3. Saying too much or (worse!) editorializing on the topic would put me WELL out of my lane and get me thumped on the head. And I nobody wants that.
With that in mind, here's a quick sketch of how the politics of Afghanistan functions at the provincial level:
At the top, you've got the Governor. As you might expect, he's in charge. Here's the thing, though: the Governor is not an elected official. He's appointed by the President, and he's not necessarily from the same province he's appointed to. It's as if Obama were allowed to choose the Governor of, say, Georgia, and it wouldn't be unexpected for him to pick a Michigander for the post.
The Governor isn't democratically elected, but the Provincial Council or PC is. In Farah, the PC is nine people, and it's mandated by law that a certain percent -- a third, I believe -- be women. They're the elected representatives (at the Province level) and are sort of a conduit for the cares and concerns of the people whom they represent.
Here's the thing, though: neither the Governor nor the PC have a budget to work with. There is, in fact, almost no such thing as a Provincial budget. Ponder that for a minute: if the Governor or the Council want to build a road or a school are accomplish any of the other millions of things a functioning local government does, they have no money to do so.
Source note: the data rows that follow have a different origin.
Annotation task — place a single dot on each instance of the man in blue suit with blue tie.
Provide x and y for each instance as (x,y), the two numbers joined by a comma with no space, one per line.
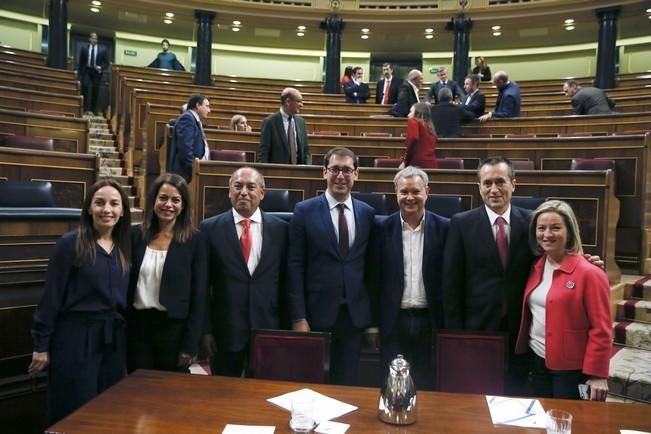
(409,270)
(189,138)
(328,238)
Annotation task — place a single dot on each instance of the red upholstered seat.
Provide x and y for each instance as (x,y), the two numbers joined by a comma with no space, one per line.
(224,155)
(469,362)
(290,356)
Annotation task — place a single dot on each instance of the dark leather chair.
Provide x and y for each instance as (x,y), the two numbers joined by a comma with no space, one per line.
(276,201)
(226,155)
(449,163)
(469,362)
(387,162)
(532,202)
(375,200)
(523,164)
(445,206)
(28,142)
(26,194)
(290,356)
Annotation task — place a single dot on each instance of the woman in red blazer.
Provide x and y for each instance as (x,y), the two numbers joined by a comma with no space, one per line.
(566,321)
(421,138)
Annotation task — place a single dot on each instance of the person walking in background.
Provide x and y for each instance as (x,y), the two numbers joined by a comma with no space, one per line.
(420,142)
(166,301)
(78,327)
(566,325)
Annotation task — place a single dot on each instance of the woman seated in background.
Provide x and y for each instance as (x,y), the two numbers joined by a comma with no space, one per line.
(566,310)
(166,302)
(238,123)
(482,68)
(78,328)
(421,138)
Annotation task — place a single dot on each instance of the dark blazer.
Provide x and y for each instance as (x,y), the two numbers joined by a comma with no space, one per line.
(357,93)
(188,145)
(406,98)
(181,291)
(274,145)
(433,93)
(239,301)
(476,287)
(592,101)
(391,269)
(101,59)
(318,274)
(393,90)
(477,103)
(507,104)
(447,118)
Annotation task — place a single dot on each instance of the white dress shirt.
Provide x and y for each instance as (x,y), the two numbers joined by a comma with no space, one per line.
(348,213)
(414,295)
(256,236)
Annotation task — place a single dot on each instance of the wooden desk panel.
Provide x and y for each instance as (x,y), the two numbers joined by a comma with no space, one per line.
(161,402)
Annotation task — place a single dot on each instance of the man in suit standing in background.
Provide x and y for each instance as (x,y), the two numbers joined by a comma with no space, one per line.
(284,137)
(433,93)
(407,94)
(328,238)
(92,63)
(409,273)
(386,91)
(474,101)
(245,253)
(189,138)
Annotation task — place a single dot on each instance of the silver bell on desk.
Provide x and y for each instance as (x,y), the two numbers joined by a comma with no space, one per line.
(398,396)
When things need to be accomplished, it's up to the Provincial Line Ministers, also known as Provincial Department Directors, to make it happen. In order for them to do so, THEY have to contact Kabul to get the money. So the Ministry of, for example, Education, has a guy on the ground who's the Province-level head of education, and he -- or, very occasionally, she -- has some money that comes from Kabul for opening or closing schools or what have you. It's not a lot of money, because the nation of Afghanistan is pretty cash-strapped as of now, although obviously that big mineral find of a few months ago may change that.
So, if the Governor and the PC determine that they want, say, a road built, they can't just authorize it. They have to work with the Line Minister for Rural Rehabilitation and Development, who himself may have to lobby Kabul for funds. It's supposed to something resembling checks and balances, though it's hard to say how effective the checking and balancing actually is.
Being wholeheartedly American, it's easy to come in and try to Monday morning quarterback the whole arrangement and "fix it" with a bent towards democracy as we know and love it: have the Governor be popularly elected, give him a budget and the PC veto power, tie PC seats directly to districts so there's some semblance of geographic representation, and move on from there.
But the part that's easy to overlook that we so firmly lack in America is that the physical geography of Afghanistan is overlain with an extraordinarily complex human geography called tribalism. Tribes are generally associated with (but aren't strictly limited to) the Pashtun majority. They tend to end in 'zai, the Pashto word for "sons of" -- the Popalzai and the Barakzai, the Nurzai, Alizai, and Achakzai, what have you. There are tribes upon tribes, and (because it's not already complex enough), there are also sub-tribes to contend with.
By definition, an election means that there are winners and losers, and in a tribal environment, that would translate directly to a win or loss for an entire tribe. Accusations of corruption in elections would be magnified by the stakes involved in getting one's own tribe elected. By bringing in a Governor from another province, entrusting ministers from Kabul with the budget and having them be advised by a group of locally elected officials, you reduce the influence of tribalism in the distribution of public goods. It's not perfect, but it does, to a degree, make sense.